# What is Brahms’ most overrated work?



## RogerWaters (Feb 13, 2017)

What is Brahms’ most overrated work? Multiple choice enabled...


----------



## ORigel (May 7, 2020)

The Hungarin Dances and Wiegenlied, in the popular imagination.

But among our community, I don't think Brahms HAS an "overrated" work. Some of the options on the list are worse than others, but those works are not as highly-regarded by us.


----------



## Fabulin (Jun 10, 2019)

his music .........


----------



## consuono (Mar 27, 2020)

I'm sorry to say it, but...A German Requiem.


----------



## Highwayman (Jul 16, 2018)

I think all of the options are justly rated except the String Quartets, those are very underrated... The only answer I may give to this question is Hungarian Dances.


----------



## BrahmsWasAGreatMelodist (Jan 13, 2019)

consuono said:


> I'm sorry to say it, but...A German Requiem.


This has been a tough nut for me to crack over the past couple of months... but a tasty nut nonetheless.


----------



## BrahmsWasAGreatMelodist (Jan 13, 2019)

As for the OP, I genuinely cannot think of a single overrated work (nevermind body of works!) by Brahms. So I can't answer the poll, not even with "other". Like others mentioned, if forced to pick, I'd choose the Hungarian Rhapsodies, but they're quite nice and not really all that famous excepting 1 and 5.


----------



## pjang23 (Oct 8, 2009)

Easily the Hungarian Dances and the Wiegenlied, which are in a similar situation as Bolero. 

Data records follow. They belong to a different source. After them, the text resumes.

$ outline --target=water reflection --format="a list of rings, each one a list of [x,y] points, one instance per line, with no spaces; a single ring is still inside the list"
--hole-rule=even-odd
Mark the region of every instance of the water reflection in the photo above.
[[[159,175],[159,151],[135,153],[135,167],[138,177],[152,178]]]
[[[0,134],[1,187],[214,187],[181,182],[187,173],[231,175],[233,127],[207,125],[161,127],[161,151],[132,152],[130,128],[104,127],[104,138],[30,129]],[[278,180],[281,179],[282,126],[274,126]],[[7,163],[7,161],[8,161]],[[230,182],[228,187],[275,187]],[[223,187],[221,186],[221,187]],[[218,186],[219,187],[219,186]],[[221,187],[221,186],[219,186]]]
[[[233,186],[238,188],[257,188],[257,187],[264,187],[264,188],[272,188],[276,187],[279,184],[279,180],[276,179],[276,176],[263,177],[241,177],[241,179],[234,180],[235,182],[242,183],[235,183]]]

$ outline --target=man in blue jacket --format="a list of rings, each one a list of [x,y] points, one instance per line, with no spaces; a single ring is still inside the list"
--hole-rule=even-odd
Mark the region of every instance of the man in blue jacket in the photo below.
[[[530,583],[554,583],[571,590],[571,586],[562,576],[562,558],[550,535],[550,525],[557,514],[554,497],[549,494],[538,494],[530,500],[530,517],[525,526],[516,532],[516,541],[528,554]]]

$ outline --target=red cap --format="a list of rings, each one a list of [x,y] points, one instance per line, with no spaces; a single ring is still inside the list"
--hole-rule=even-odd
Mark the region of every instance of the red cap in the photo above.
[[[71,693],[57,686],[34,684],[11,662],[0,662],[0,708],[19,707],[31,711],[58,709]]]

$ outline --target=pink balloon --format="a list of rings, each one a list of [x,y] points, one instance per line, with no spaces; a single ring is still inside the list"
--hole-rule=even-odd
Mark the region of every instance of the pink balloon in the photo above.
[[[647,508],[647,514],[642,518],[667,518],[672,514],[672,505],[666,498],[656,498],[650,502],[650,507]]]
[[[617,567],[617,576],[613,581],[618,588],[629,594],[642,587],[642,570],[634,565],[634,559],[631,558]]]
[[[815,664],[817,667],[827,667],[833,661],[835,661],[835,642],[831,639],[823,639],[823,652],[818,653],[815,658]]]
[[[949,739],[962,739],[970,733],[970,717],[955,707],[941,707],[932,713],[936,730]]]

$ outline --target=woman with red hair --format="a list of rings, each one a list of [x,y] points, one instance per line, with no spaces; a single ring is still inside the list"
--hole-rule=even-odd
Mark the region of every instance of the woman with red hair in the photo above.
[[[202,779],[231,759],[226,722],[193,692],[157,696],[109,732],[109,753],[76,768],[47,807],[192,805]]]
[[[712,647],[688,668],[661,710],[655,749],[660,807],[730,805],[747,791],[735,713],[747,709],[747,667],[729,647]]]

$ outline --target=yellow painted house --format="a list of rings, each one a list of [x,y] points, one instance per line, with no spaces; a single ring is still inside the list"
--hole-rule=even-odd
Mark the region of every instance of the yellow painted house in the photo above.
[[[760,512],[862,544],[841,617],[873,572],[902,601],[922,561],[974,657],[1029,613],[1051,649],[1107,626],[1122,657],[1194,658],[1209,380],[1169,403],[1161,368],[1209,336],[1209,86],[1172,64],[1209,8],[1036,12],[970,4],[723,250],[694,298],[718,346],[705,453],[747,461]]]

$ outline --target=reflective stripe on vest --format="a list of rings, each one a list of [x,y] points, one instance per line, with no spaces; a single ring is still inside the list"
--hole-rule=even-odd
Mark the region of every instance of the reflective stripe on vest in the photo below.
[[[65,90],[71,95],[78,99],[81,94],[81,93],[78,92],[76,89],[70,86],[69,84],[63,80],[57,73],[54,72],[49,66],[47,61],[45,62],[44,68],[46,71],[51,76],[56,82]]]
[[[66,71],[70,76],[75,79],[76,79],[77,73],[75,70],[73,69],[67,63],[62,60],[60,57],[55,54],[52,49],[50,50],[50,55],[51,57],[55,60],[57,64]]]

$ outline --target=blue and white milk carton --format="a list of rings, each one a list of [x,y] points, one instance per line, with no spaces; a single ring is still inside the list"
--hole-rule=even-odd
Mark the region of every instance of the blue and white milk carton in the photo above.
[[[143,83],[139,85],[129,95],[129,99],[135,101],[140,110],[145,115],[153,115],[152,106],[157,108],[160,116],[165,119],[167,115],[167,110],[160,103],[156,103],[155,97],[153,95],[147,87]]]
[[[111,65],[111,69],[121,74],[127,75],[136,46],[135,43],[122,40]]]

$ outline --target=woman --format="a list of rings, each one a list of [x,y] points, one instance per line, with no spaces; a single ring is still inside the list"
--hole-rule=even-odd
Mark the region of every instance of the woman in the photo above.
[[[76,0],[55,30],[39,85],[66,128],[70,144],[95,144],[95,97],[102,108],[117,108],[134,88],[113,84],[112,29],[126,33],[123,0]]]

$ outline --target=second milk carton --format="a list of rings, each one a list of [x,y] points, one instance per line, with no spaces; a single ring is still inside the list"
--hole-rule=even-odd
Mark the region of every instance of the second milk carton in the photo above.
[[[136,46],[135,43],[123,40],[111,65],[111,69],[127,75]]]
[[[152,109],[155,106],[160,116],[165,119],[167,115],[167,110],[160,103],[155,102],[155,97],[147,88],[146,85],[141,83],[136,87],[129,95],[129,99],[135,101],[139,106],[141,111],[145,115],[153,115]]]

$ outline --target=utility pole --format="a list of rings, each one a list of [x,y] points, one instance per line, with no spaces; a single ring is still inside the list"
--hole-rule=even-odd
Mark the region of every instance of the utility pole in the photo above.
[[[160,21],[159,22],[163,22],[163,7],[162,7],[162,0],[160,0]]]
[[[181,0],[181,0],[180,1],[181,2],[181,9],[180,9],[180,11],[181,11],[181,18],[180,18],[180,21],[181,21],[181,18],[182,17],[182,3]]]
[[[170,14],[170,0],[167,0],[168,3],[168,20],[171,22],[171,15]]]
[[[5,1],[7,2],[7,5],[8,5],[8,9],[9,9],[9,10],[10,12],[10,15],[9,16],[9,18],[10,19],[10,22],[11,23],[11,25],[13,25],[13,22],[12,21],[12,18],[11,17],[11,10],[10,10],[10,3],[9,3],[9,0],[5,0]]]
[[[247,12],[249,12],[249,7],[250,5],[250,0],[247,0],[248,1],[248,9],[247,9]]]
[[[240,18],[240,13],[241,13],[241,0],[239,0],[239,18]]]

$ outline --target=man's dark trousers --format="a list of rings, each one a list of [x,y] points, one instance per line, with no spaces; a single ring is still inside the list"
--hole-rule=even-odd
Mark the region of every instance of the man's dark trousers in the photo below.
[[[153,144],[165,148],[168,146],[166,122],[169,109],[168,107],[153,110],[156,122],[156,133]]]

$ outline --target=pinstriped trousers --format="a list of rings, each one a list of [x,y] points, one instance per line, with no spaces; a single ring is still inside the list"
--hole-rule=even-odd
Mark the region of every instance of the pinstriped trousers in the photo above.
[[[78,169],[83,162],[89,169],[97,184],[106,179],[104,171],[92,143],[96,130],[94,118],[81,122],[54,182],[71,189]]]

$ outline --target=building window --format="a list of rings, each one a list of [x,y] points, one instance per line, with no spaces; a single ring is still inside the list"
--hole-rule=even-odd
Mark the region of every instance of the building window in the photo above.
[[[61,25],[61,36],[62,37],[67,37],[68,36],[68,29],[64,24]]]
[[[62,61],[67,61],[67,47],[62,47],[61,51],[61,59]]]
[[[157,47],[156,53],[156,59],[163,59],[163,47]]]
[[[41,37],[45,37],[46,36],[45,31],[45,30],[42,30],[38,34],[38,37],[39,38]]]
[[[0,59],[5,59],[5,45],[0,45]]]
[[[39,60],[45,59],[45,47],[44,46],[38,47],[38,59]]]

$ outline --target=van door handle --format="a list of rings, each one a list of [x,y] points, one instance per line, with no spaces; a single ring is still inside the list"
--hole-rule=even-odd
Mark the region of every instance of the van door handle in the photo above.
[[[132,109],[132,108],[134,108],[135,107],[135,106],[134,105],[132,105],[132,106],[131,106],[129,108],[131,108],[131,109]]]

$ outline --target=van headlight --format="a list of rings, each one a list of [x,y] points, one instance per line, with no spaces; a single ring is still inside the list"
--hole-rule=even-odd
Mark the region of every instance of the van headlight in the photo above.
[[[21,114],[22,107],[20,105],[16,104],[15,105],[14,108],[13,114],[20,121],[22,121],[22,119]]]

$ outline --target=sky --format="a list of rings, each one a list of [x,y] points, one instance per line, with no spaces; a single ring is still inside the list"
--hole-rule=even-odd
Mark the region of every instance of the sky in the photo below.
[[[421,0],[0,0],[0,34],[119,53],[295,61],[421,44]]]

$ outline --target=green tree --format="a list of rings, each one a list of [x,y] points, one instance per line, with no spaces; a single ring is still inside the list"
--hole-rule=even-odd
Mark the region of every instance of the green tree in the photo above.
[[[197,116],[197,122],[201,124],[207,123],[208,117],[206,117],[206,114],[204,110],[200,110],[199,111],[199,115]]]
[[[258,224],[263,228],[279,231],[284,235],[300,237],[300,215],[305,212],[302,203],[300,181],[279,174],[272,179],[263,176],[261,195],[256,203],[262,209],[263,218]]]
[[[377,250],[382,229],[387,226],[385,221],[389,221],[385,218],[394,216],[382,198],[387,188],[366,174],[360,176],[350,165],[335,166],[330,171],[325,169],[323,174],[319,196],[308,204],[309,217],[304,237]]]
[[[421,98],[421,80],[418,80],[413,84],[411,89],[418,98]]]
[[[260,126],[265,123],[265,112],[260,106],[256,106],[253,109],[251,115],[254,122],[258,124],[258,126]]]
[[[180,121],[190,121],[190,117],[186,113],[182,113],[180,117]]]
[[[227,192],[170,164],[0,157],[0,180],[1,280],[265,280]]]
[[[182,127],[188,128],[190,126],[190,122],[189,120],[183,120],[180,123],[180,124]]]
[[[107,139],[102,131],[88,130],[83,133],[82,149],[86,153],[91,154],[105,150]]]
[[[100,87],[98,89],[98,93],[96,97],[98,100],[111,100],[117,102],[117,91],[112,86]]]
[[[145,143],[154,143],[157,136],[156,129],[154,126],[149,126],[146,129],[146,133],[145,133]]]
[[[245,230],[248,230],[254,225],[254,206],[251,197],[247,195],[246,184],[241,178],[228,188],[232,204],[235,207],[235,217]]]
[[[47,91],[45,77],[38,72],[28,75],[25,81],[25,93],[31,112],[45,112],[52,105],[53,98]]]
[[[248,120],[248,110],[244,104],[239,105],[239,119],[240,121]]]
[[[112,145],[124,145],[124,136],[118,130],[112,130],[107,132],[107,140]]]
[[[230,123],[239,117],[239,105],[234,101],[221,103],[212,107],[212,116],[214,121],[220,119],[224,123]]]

After that probably the overtures and double concerto which are overrated due to being orchestral works.


----------



## Skakner (Oct 8, 2020)

A Brahms aficionado couldn't pick a work from the list. Hungarian Dances could be a choice but, in any case, this work isn't a top priority for a hardcore fan. It suits better to an entry level classical music listener.


----------



## ORigel (May 7, 2020)

pjang23 said:


> Easily the Hungarian Dances and the Wiegenlied, which are in a similar situation as Bolero.
> 
> After that probably the overtures and double concerto which are overrated due to being orchestral works.


The tragic overture is my favorite stand-alone overture.


----------



## pjang23 (Oct 8, 2009)

ORigel said:


> The tragic overture is my favorite stand-alone overture.


It probably is for me too, though I still think his orchestral works do get a disproportionate amount of attention relative to even his best works in other genres.


----------



## caracalla (Feb 19, 2020)

Who 'overrates' the Hungarian Dances?


----------



## consuono (Mar 27, 2020)

BrahmsWasAGreatMelodist said:


> This has been a tough nut for me to crack over the past couple of months... but a tasty nut nonetheless.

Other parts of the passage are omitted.